People have been building new cities from scratch for millennia. From the foundation myths surrounding Athens and Rome, to the clearance of virgin forests in western New York state to create the “garden city” of Buffalo, to scores of purpose-built capitals — Brasilia, Canberra, Astana, Washington DC — building new cities is just something that humans do.

When countries rise up, when markets emerge, people build new cities.

Today, though, we are taking it to unheard-of levels. We have never before built so many new cities in so many places at such great expense as we are right now.

New dots have been popping up on the maps of countries such as China, Malaysia, Indonesia, Nigeria and India with unprecedented frequency since the late 1990s, and more than 120 new cities are currently being built in 40 nations around the world.

Avant-garde developments like Shenzhen and Pudong blazed new economic trails until they eventually widened into the boulevards of a new status quo for the emerging markets of the world.

We are standing on the precipice of a new city building boom unlike anything we’ve seen before. These shiny new metropolises hold the dreams and aspirations of people and nations from east Asia to the Middle East to Africa. Will they deliver a bright new urban future or a debt-fuelled bubble of historic proportions?


The new city has been sold as a one-stop cure-all for an array of urban and economic issues facing emerging markets around the world: overcrowding, pollution, traffic congestion, housing shortages, lack of green space and economic stagnation, to name a few. By starting from scratch, governments hope to move on from their current clogged and dysfunctional urban centers and develop new economic sectors to help them leapfrog other nations. City building itself can also be a highly profitable endeavour for some.
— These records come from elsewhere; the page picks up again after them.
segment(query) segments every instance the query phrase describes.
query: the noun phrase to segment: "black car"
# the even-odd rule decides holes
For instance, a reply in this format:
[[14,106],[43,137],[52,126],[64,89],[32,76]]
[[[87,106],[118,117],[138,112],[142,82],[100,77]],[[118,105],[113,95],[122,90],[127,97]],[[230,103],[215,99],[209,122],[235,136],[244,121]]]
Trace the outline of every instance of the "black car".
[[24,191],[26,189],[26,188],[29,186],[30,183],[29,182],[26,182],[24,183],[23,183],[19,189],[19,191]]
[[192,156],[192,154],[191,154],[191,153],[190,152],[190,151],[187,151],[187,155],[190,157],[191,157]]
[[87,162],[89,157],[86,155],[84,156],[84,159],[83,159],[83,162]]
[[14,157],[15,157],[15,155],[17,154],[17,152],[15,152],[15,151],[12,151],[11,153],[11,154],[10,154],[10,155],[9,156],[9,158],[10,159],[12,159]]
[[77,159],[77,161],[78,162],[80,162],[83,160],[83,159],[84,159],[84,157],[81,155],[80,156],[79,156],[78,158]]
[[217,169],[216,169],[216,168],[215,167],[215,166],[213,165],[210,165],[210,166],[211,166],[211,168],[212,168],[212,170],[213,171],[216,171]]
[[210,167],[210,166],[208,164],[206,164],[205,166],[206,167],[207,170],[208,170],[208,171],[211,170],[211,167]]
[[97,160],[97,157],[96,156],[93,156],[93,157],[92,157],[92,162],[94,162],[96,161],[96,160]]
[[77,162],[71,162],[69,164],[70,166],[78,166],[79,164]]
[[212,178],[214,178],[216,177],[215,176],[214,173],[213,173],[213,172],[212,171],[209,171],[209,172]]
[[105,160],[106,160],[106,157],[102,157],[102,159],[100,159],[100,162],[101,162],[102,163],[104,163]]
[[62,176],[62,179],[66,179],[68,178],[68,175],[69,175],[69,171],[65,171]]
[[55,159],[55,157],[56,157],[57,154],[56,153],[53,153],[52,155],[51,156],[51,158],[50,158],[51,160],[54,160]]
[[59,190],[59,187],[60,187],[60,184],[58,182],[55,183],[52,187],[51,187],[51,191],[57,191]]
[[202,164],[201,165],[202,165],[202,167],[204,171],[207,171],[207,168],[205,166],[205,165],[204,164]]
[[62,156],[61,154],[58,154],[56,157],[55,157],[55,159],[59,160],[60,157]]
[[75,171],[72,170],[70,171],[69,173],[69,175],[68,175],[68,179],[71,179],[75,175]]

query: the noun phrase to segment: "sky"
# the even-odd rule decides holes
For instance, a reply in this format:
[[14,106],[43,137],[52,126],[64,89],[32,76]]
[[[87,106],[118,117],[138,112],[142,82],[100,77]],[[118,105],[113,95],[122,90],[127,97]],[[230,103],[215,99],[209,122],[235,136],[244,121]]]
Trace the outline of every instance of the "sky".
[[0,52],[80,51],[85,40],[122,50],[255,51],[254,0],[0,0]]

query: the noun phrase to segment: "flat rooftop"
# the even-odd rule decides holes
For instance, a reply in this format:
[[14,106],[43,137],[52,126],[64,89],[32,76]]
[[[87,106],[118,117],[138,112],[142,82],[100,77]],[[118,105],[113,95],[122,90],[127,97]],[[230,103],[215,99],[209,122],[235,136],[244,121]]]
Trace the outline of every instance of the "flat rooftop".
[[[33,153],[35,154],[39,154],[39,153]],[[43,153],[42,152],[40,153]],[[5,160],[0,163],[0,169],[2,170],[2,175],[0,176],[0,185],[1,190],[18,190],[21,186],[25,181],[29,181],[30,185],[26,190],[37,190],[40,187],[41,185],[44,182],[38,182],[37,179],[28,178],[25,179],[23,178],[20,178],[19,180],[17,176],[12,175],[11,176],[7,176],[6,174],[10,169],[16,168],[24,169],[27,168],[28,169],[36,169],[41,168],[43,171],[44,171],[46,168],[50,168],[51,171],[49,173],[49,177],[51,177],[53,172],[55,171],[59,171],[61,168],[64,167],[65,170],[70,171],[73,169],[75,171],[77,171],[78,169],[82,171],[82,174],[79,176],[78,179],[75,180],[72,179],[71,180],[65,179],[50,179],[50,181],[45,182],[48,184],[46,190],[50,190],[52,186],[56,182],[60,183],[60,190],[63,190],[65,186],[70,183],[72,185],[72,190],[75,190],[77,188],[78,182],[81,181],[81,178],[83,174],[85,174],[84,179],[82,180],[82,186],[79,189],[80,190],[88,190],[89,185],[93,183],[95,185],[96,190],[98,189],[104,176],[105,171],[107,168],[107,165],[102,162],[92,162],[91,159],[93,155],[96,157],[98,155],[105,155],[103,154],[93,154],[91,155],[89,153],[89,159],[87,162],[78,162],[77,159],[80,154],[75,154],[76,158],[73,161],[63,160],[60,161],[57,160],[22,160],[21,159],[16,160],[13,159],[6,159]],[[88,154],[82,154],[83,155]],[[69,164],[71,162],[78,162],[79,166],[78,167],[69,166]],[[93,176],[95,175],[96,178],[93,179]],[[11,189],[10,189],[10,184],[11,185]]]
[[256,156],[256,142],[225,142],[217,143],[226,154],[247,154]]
At first glance, many new cities appear to openly defy economic fundamentals. What are emerging markets — “poor countries” — doing building some of the most technologically advanced, expensive cities on earth? Why is the dusty, remote Kazakh border town of Khorgos turning into what is claimed will become a “new Dubai”? How come oil-dependent Oman is erecting Duqm — a metropolis twice the size of Singapore — in the middle of the desert ?

“The major reason for new cities is that there is so much migration,” says John Macomber, a senior lecturer at Harvard Business School who has studied new city development in depth. “People are moving to cities all over the world to seek opportunity.”

According to the UN, 68 percent of the world’s population will be living in cities by 2050. This means 2.5 billion more city dwellers, with 90 percent of the uptake happening in Asia and Africa. Half of the urban area that will be needed hasn’t been built yet. We would need scores more Delhis, Shanghais and Lagoses.

“The sad thing is that we’re going to develop more urban area in the next 100 years than currently exists on Earth,” says the Nobel prize-winning economist Paul Romer of New York University. “If we stick to business as usual most of it is going to be disorderly and less functional than the stuff we already have.”

It doesn’t take a Nobel winner to see that many of the existing cities of Asia and Africa are simply not able to handle this onslaught of urbanization. Cairo was built to house 1 million people, not the 20 million who live there today. Cities such as Mumbai, Kolkata, Lagos, Nairobi and Rio de Janeiro are crowded by rings of informal developments. Retrofitting these cities with modern infrastructure and utilities is more complicated and expensive than clearing out a swathe of land and starting all over again.